Every COP raises criticism of “greenwashing”, regardless of where it is held. Diplomats from all over the globe fly to a faraway place and congregate to allow corporations to flaunt their green credentials. It's a delicate balance to strike even with full faith, between showcasing real efforts and presenting what is palatable for public relations. Misinformation can very easily generate investor confidence without the hard, costly work of research and development. Net Zero pledges and climate accords, even the Paris Agreement which will face a stocktake this year
, have so far amounted to vague promises with no international enforcement mechanisms
. Yet, any time a global climate agreement is signed, it is heralded as the beginning of a new age of progress.
There are a growing number of assets related to the green energy transition and decarbonization, but these assets are held up in private equity funds and not as easily accessible to the common investor. There are many largely untapped assets, however, that should be the bedrock of any sustainable investor’s portfolio.
Green commodities are not only food, water, and energy, but also the critical minerals that will be instrumental to the buildout of clean technology
. Mineral extraction creates its own secondary social and environmental concerns, which must be addressed to scale up electric vehicles, wind turbines, and a host of other technologies.
Real estate and infrastructure also present significant opportunities. Climate migration will drive people to particular regions
, where asset values will rise substantially. Investments in these regions will further broader societal benefits as jobs are created in new industries and the physical realm is built out to accommodate these populations.
The average individual investor needs to be able to access these assets without having to open a brokerage account. To that end, fintech platforms and digital solutions can bridge the gap, democratizing access to green investments and ensuring that the green transition benefits all, not just the elite. Simplified investment tools, accessible information, and transparent benchmarks can empower even those with limited financial knowledge to make informed choices about where they place their money. Incentives can be provided to startups and companies that make green investments more accessible to the general populace.

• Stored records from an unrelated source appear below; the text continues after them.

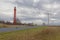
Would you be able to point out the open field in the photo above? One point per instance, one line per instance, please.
(40, 33)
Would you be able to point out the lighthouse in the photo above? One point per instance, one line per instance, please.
(14, 19)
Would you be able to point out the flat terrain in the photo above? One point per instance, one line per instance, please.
(40, 33)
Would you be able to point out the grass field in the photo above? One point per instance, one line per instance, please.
(40, 33)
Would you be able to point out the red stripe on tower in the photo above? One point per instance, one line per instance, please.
(14, 22)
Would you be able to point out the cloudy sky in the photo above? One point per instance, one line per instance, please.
(29, 11)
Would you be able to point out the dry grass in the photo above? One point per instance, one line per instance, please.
(41, 33)
(3, 25)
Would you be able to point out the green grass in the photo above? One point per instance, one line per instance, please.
(40, 33)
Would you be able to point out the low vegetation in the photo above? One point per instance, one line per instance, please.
(40, 33)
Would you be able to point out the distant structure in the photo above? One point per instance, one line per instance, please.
(14, 21)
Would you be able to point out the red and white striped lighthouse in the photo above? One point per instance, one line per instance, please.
(14, 21)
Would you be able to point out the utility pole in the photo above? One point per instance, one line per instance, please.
(48, 19)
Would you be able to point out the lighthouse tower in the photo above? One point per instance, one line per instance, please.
(14, 21)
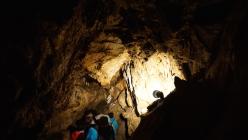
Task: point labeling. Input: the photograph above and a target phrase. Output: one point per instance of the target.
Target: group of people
(94, 126)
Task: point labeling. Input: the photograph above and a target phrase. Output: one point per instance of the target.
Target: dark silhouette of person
(106, 131)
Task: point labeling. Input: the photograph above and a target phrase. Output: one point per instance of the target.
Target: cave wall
(55, 63)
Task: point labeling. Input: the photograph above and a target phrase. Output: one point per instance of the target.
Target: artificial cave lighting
(157, 73)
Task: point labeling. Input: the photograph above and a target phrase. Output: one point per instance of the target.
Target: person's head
(158, 94)
(89, 117)
(111, 114)
(103, 121)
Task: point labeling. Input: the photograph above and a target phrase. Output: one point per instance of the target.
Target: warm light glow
(157, 73)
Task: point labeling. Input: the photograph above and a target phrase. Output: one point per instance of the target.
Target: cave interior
(61, 58)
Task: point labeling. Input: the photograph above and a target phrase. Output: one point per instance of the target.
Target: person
(155, 104)
(90, 130)
(75, 133)
(106, 131)
(113, 122)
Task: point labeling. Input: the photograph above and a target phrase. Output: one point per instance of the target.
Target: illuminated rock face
(155, 73)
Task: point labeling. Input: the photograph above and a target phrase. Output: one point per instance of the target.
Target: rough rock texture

To unlock the power of climate capital, there needs to be trust, transparency, and clear pathways for investments. This presents a unique challenge but also an immense opportunity: how can we devise mechanisms to channel these vast reserves for the broader good, ensuring that sustainable investments aren't just the domain of elite investors, but accessible to all? The challenges of greenwashing and rent seeking loom large, but on the other hand, in the UAE and worldwide, there is a great innovative ecosystem developing. Democratizing access to green finance is one of the most important steps towards ensuring that “green transition” is not just a buzzword that the wealthy jetset to discuss, but a tangible reality benefitting every corner of the world.